Many trends in the capital market tend to remain in place well past their logical conclusion, until they are so far past rational that they violently break in the other direction.
As Tom Sosnoff states, volatility is mean reverting but price is not.
It matters how big the risk event turns out to be versus what is perceived / priced in. When risk is perceived to be extremely high, much of the potential downside has already been removed.
Some risks are temporary and/or cyclical. Others are structural.
Going private doesn’t eliminate shareholders, but rather leaves CEOs facing a handful of more powerful ones, Mr. Questrom said. He noted that it is possible to invest for the long term as a public company and be rewarded for those actions by shareholders, as is the case with Walmart Inc. and Target Corp. “The companies whose stocks are down are doing a lousy job of running their business,” he said.
The delineation there (along with the debt servicing costs of the entity in the market) are often the difference between stocks that eventually mean revert back up to historical valuation metrics (e.g.
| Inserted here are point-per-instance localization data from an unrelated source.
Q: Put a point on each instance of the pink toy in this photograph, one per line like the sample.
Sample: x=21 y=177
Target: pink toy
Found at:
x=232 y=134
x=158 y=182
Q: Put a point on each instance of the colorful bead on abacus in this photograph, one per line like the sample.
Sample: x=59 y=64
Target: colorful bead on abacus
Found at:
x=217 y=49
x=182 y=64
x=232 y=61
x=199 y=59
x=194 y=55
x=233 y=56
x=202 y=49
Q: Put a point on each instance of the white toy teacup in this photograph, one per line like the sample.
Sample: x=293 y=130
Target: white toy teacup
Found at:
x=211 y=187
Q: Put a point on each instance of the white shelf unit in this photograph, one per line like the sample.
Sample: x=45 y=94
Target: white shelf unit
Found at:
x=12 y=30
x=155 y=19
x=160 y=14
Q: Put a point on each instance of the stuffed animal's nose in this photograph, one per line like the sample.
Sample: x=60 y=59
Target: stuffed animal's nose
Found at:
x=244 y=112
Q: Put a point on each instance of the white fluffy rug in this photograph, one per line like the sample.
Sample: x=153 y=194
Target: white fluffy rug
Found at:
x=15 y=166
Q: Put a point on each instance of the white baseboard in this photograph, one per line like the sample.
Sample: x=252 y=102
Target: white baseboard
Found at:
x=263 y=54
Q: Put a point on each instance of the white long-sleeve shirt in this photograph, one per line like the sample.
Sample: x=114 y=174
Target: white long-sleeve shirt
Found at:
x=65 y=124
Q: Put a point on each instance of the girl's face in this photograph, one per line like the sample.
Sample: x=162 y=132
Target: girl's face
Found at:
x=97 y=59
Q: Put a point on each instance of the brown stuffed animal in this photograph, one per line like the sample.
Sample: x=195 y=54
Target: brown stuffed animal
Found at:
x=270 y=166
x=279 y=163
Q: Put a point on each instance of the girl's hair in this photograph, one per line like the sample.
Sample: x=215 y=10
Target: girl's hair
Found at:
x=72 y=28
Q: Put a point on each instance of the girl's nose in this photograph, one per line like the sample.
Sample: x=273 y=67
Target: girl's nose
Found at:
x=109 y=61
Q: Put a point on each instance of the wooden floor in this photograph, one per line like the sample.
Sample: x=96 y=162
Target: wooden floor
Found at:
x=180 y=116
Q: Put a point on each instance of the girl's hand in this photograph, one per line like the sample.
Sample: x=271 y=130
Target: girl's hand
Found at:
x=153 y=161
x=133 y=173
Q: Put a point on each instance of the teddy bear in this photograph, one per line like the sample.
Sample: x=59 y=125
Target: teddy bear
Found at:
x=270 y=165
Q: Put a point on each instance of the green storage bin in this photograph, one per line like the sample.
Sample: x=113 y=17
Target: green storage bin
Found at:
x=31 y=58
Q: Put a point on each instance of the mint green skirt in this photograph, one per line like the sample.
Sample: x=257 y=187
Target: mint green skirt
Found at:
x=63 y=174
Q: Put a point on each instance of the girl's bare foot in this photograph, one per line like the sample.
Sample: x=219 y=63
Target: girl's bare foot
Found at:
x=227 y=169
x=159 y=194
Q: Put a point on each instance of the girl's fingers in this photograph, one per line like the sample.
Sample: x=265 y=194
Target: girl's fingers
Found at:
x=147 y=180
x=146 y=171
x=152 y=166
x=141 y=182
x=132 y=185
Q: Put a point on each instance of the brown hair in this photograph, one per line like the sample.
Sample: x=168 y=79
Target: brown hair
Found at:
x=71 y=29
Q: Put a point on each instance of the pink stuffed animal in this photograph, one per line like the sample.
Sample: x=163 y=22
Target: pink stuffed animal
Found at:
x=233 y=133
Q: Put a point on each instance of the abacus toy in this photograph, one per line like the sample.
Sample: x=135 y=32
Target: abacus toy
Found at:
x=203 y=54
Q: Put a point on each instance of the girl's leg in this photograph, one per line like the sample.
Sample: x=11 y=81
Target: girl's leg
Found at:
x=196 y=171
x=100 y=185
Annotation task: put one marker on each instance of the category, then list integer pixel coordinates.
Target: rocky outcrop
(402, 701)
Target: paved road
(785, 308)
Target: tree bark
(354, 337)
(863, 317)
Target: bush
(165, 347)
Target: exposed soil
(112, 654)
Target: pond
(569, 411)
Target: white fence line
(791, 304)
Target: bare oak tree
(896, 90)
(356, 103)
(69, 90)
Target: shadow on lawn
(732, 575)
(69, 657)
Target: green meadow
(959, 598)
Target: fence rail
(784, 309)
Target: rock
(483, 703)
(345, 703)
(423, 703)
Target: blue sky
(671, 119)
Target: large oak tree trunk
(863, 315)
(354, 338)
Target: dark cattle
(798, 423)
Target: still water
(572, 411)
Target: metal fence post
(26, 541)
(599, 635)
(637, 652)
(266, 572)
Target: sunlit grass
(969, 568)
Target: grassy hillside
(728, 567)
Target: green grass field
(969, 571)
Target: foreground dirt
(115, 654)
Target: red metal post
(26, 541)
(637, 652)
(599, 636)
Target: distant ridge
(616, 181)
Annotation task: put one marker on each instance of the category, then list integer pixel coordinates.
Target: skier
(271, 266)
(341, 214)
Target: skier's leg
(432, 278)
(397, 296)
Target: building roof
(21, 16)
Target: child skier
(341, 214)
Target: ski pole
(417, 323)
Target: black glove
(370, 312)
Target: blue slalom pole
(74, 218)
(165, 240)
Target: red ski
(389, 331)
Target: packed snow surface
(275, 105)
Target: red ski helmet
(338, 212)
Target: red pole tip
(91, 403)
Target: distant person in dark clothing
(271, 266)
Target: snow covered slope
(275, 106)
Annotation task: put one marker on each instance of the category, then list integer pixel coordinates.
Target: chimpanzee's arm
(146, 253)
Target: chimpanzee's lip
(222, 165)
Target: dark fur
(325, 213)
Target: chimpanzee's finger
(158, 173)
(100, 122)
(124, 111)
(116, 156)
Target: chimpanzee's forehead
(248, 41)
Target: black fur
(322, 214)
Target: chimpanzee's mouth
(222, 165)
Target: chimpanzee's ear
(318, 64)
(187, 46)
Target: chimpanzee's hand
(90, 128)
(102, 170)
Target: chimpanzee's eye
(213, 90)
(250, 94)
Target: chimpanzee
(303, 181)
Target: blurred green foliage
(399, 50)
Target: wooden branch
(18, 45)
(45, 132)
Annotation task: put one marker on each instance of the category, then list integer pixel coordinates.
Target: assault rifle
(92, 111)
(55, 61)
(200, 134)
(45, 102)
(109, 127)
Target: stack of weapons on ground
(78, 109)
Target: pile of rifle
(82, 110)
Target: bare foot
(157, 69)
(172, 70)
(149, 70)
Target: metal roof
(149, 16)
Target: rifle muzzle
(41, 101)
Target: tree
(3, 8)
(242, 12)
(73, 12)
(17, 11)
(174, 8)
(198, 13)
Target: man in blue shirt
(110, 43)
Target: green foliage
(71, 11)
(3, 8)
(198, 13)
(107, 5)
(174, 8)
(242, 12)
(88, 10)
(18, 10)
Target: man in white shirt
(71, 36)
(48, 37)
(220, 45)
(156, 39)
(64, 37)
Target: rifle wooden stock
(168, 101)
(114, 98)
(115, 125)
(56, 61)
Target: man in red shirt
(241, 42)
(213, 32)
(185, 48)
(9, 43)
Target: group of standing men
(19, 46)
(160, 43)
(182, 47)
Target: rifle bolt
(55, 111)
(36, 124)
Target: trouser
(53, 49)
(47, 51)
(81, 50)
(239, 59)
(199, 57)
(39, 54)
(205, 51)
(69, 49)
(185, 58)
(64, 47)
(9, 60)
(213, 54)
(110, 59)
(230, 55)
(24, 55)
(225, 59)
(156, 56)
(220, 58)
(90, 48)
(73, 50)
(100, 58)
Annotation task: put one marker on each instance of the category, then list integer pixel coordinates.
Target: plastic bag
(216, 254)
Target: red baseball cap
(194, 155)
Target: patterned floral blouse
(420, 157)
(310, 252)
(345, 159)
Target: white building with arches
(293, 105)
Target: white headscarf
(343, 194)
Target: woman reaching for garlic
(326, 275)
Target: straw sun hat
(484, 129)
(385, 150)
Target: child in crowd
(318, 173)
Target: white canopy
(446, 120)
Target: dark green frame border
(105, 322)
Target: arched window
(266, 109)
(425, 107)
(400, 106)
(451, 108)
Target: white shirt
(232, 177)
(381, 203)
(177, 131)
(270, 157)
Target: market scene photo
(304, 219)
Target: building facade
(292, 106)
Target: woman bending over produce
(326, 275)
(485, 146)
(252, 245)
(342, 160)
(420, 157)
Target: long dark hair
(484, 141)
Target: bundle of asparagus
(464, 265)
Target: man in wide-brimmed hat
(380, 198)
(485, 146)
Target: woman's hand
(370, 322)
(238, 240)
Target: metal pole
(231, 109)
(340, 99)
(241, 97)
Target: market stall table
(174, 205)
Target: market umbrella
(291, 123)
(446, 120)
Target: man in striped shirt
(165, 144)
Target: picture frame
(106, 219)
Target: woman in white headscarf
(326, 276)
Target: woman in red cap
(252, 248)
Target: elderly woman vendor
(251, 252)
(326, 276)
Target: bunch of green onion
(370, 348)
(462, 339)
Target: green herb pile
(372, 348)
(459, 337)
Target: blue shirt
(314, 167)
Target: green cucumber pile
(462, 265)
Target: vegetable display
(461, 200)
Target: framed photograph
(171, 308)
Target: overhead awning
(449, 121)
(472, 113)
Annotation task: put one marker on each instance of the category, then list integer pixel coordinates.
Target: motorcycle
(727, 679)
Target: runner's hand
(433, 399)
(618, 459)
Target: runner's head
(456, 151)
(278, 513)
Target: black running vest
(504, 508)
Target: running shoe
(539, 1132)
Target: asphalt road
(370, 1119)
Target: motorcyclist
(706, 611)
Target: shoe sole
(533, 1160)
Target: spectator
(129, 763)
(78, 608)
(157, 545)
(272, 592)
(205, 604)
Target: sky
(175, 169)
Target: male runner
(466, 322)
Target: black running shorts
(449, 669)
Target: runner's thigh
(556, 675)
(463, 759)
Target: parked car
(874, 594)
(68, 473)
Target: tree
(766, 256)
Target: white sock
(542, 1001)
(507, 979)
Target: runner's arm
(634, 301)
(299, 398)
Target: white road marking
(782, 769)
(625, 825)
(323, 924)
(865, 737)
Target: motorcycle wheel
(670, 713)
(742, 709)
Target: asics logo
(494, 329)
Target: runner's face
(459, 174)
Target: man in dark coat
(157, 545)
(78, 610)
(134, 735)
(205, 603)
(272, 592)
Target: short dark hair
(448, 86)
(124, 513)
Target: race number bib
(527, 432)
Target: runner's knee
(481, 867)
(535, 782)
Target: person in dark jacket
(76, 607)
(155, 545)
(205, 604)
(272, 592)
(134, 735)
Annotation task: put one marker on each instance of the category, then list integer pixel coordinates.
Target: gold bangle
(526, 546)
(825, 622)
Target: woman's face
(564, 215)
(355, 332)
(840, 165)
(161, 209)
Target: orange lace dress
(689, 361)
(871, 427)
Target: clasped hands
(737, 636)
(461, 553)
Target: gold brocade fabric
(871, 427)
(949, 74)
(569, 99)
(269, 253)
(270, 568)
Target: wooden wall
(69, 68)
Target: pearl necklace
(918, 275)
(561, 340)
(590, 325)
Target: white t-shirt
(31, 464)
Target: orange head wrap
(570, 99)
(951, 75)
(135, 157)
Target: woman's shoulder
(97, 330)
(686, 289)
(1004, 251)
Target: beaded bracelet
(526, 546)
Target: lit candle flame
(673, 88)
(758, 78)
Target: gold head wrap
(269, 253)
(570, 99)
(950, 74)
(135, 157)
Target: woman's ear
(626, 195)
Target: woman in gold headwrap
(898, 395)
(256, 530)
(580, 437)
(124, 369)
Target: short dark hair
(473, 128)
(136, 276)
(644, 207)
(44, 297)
P/S P/E etc.) & those which become absolute zeros or get acquired by someone else on their way to zero.
If a stock gets acquired before the company goes under that acquisition locks in an exit price for existing shareholders, though it might create a compelling buying opportunity in either the acquirer’s stock or the stock of the company being acquired.
Bloomberg recently conducted an interesting interview of Research Affiliates founder Rob Arnott. He mentions many contrarian value ideas like investing in emerging market value stocks, embracing maverick risk, preferring European stocks to US stocks at current prices, stocks which are removed from indexes like the S&P 500 outperforming stocks that are added to the index, reducing rates to near zero or below zero ends up being counterproductive as it signals panic, and a host of other similarly interesting tidbits.